Joining Moss among medical professionals were Dr. John Rozel, a psychiatrist at UPMC’s Western Psychiatric Hospital, and Dr. Raquel Forsythe, director of trauma at UPMC Presbyterian. Each gave testimony explaining that treating the victims of gun violence takes an emotional toll on patient and doctor alike.

Rozel advocated for the bill, noting that though there does not yet exist standard language for laws allowing ERPOs, the bill’s phrasing is in line with guidelines set by the American Psychiatric Association taskforce. But among his recommendations for strengthening the bill were amendments to explicitly include stalking and harassment as behavior to get an ERPO and permissions for medical professionals to petition for ERPOs. He said his support for the bill stems from a desire to improve public health.

“We are anti-gunshot wound, not anti-Second Amendment,” Rozel said.

Heath Johnson, the crime analysis coordinator for the crime analysis unit at the Pittsburgh Police Bureau, contextualized the national gun violence conversation in terms of local data. He noted that gun violence has actually decreased in Pittsburgh, albeit modestly. Pittsburgh saw 71 gun homicides in 2014, while only 26 gun homicides have occurred in 2019 to date — a 37% decrease relative to the five-year average.

“It is in this context that the Pittsburgh Bureau of Police has been ambitious in its desire to address the ongoing incidents of gun violence, that, while fewer in numbers, remain a scourge to the victims and family members and communities touched by such violence,” Johnson said.

He emphasized that the decrease in homicides cannot be attributed to a single policy — rather, it’s the result of a multi-pronged approach that includes policies such as the Gun Violence Intervention squad, which increases between police officers and community members in an effort to reduce gang violence, and ShotSpotter, a new technology that allows police officers to pinpoint the precise location of a gunshot within seconds.

Erika Strassburger, City councilperson for District 8, which encompasses much of Pitt’s campus, spoke on the community aspect of gun violence. She emphasized the racial disparity in victims of gun violence, noting that a black person is 10 times more likely to be a victim than a white person and a black child is 15 times more likely to be a victim than a white child.

“Too many people have experienced the pain of losing someone to gun violence,” she said.

Among the initiatives she’s worked on in City Council is a package of laws introduced by her and councilperson Corey O’Connor in the wake of the Tree of Life shooting last year. These laws ban the use of “assault-style weapons” and increase local funding for gun violence prevention initiatives.

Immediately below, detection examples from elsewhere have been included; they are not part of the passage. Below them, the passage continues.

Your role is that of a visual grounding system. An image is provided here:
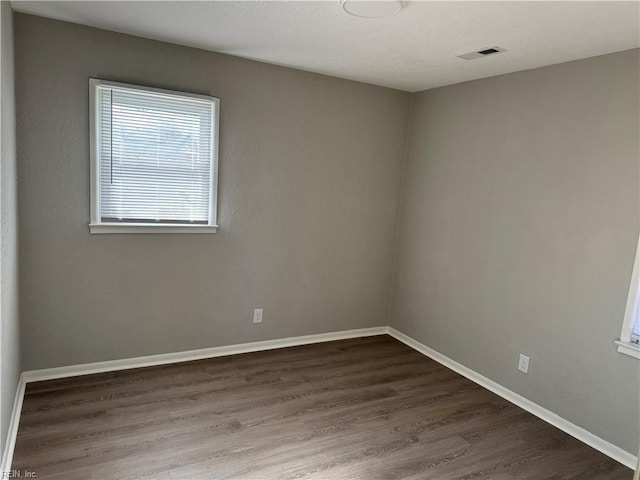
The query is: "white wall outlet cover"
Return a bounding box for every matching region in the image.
[518,354,530,373]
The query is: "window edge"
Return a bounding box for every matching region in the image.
[89,223,219,235]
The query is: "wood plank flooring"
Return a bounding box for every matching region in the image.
[13,335,633,480]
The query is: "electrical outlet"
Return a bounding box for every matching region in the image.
[518,354,530,373]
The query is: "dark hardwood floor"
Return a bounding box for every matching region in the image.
[13,335,633,480]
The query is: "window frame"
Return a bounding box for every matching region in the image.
[89,78,220,234]
[615,236,640,359]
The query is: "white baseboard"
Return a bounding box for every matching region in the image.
[388,327,638,470]
[0,327,638,472]
[0,374,27,478]
[23,327,389,383]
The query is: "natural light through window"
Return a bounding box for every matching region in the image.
[616,234,640,358]
[90,79,218,233]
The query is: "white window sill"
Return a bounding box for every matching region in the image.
[89,223,218,234]
[615,340,640,359]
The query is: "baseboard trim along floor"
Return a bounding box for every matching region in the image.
[1,327,638,474]
[388,327,638,470]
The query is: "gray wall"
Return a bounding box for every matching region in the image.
[0,2,21,458]
[392,50,640,454]
[15,14,410,369]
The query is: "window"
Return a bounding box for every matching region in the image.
[89,79,219,233]
[616,234,640,358]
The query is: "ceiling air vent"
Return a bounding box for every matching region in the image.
[458,47,506,60]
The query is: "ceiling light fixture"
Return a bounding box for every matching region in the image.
[340,0,404,18]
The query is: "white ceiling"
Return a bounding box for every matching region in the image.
[11,0,640,92]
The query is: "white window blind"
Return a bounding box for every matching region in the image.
[92,80,217,232]
[631,294,640,341]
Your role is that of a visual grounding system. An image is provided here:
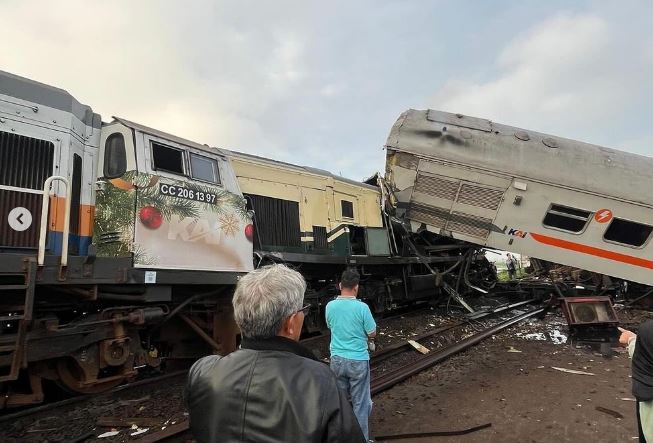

In parallel with gun control laws, she advocated for measures that would attack root causes of gun violence, including measures that increase school funding and provide easier access to affordable housing. These policies, she said, should be a top priority for state and local governments.

“Although we might be closer than we have been in a while to seeing some policies passed in Congress,” Strassburger said, “it’s cities and states where the majority of gun-sense policies are moving forward.”